Do You Trust Your Application Admins?

SQL Server Best Practices
SQL Server Best Practices
I was sitting at my desk, happily minding my own business when an alert came through that a database backup had failed. Ok, backups fail, I just figured one of the transaction log backups hiccupped (we’ve been having some problems the last few days).

When I looked at the failure it was a backup trying to write to the C drive on the server.

I NEVER backup to C. It can easily fill the drive and take down the system.

A bigger indicator that something was up was that all of our backups are done across a 10Gb network to a centralized location for ease of tape backup.
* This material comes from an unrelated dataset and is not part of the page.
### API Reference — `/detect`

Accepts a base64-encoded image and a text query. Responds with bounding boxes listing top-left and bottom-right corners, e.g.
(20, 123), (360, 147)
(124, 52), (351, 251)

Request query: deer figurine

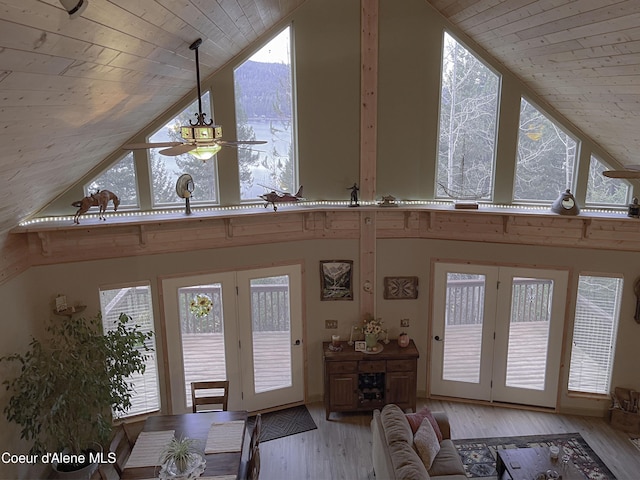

This indicated that someone, not a DBA, had the access to run a SQL backup.

I trawled through the permissions on the server and nobody has that level of access so I couldn’t figure out who had done this and how.

So What Happened?

Looking through the SQL logs I saw multiple attempts by a contractor to login to SQL, all of which failed, then about 5 minutes after the backup error came through. Interesting stuff, so I walked over to the contractor and asked what was going on.

After he was unable to login he went to the application admin who helped him out with access…using the application service account.

One of the third party applications from Microsoft some unnamed vendor has a database on that server. Due to the nature of the well designed code the database owner has to be the same as the service account of the application. The application admin knows this password (not my doing).